Here’s a letter to the Washington Post:

Nicholas Wapshott asserts that Milton Friedman “believed that the Fed has a right to manage the national economy” (“How conservatives misread and misuse Milton Friedman,” July 28).

Nothing could be further from the truth.

Throughout his career, Friedman deeply distrusted central bankers.  For years he sought to eliminate Federal Reserve discretion with his “k-percent rule” under which (quoting Friedman from 1960) “the stock of money [should] be increased at a fixed rate year-in and year-out without any variation in the rate of increase to meet cyclical needs.”*  And even though Fed policy from the early 1980s until he died in 2006 became, in his view, more responsible, Friedman’s distrust of Fed policymakers continued to grow.  Friedman became so worried about this discretion that he declared, just before he died, that his “first preference would be to abolish the Federal Reserve.”**

While Milton Friedman always believed that if a central bank exists its responsibilities include insuring that the money supply doesn’t collapse, he – contrary to Mr.
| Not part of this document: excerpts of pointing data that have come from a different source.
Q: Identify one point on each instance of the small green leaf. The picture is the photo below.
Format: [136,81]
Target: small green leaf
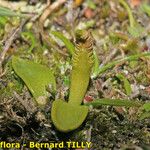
[114,102]
[126,83]
[136,31]
[7,12]
[145,8]
[96,64]
[113,63]
[67,42]
[35,76]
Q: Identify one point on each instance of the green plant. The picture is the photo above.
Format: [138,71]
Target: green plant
[36,77]
[69,116]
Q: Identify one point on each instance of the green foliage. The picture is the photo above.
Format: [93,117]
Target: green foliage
[146,8]
[96,64]
[9,13]
[35,76]
[114,102]
[69,116]
[113,63]
[126,83]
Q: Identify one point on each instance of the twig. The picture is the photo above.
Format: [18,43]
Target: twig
[50,8]
[9,41]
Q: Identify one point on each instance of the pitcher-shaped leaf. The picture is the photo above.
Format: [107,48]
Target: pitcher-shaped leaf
[69,116]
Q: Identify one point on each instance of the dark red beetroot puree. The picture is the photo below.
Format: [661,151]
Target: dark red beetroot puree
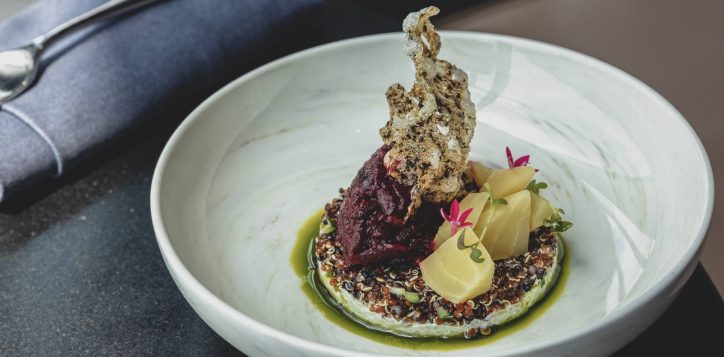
[370,224]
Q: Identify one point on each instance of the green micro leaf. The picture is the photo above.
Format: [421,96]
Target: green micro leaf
[442,312]
[476,255]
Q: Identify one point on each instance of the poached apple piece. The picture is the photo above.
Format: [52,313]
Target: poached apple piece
[390,212]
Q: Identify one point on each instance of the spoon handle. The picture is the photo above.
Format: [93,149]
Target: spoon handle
[110,8]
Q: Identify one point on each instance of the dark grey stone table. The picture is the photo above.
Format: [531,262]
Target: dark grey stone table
[80,272]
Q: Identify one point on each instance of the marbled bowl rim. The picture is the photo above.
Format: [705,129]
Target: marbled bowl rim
[183,276]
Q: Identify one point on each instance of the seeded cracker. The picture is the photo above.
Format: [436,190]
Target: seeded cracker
[430,126]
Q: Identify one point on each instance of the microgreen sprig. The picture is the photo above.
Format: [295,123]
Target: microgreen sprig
[535,187]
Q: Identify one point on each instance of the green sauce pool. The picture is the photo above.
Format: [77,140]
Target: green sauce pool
[308,283]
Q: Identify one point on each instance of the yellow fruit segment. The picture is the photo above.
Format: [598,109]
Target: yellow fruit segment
[450,271]
[505,182]
[477,202]
[479,172]
[506,234]
[540,210]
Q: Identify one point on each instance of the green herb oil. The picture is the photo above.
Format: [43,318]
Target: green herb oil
[309,282]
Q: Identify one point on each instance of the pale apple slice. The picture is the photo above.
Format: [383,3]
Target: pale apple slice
[453,273]
[506,232]
[476,201]
[479,172]
[505,182]
[540,210]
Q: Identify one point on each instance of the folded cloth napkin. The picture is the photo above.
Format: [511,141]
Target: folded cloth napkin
[99,81]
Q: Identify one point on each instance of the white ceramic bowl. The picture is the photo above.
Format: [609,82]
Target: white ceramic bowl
[255,160]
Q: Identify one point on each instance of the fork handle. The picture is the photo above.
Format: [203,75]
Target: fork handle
[110,8]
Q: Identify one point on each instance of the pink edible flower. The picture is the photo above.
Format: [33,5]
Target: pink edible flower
[521,161]
[456,219]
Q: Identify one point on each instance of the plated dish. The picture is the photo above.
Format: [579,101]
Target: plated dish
[253,162]
[390,256]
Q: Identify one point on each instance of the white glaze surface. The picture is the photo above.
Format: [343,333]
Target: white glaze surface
[251,164]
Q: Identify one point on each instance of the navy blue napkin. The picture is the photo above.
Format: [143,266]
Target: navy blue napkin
[102,80]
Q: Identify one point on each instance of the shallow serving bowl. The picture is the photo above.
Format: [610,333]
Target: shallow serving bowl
[253,162]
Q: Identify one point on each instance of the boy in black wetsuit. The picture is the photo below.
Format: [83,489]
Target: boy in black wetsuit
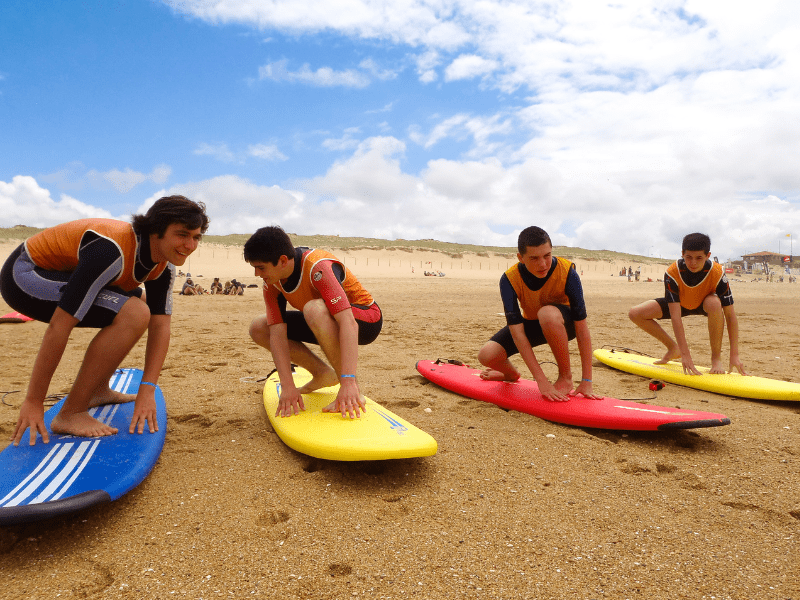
[693,285]
[543,300]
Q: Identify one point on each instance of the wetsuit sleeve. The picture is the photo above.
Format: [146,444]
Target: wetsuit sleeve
[159,292]
[274,310]
[724,292]
[99,263]
[671,290]
[574,291]
[327,277]
[510,302]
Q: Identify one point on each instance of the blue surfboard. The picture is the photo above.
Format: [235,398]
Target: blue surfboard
[72,473]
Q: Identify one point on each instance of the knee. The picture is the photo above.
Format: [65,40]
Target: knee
[712,304]
[491,353]
[316,313]
[550,316]
[136,313]
[259,332]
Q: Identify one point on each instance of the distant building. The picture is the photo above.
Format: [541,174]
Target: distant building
[771,258]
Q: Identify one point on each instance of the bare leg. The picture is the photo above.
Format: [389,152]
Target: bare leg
[322,375]
[716,324]
[104,355]
[555,332]
[326,330]
[498,368]
[644,315]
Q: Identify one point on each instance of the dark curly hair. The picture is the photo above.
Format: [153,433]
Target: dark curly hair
[169,210]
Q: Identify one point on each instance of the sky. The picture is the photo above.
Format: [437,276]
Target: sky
[620,126]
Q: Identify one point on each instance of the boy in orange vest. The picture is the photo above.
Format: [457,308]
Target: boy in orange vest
[694,285]
[543,300]
[88,273]
[333,311]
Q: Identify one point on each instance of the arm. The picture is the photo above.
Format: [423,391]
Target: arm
[733,336]
[680,339]
[547,389]
[290,401]
[31,413]
[348,400]
[158,335]
[584,339]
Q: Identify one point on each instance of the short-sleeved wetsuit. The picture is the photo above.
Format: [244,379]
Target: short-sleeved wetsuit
[524,294]
[690,289]
[320,275]
[88,268]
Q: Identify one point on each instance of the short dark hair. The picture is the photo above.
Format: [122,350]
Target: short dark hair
[532,236]
[168,210]
[696,241]
[268,244]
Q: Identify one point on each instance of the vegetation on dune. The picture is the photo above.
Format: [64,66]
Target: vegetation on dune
[335,242]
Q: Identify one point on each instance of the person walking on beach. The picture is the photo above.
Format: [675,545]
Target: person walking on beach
[333,311]
[87,273]
[693,285]
[543,300]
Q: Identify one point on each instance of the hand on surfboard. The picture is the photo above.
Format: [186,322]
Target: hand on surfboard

Wapshott’s portrayal – emphatically opposed active management of the economy by the Fed.

Donald J. Boudreaux
Professor of Economics
George Mason University
Fairfax, VA  22030

* Milton Friedman, A Program for Monetary Stability (New York: Fordham University Press, 1983 [1960]), p. 93.

** Friedman’s remark occurs around the 41:45 mark in this 2006 video taped at Hillsdale College.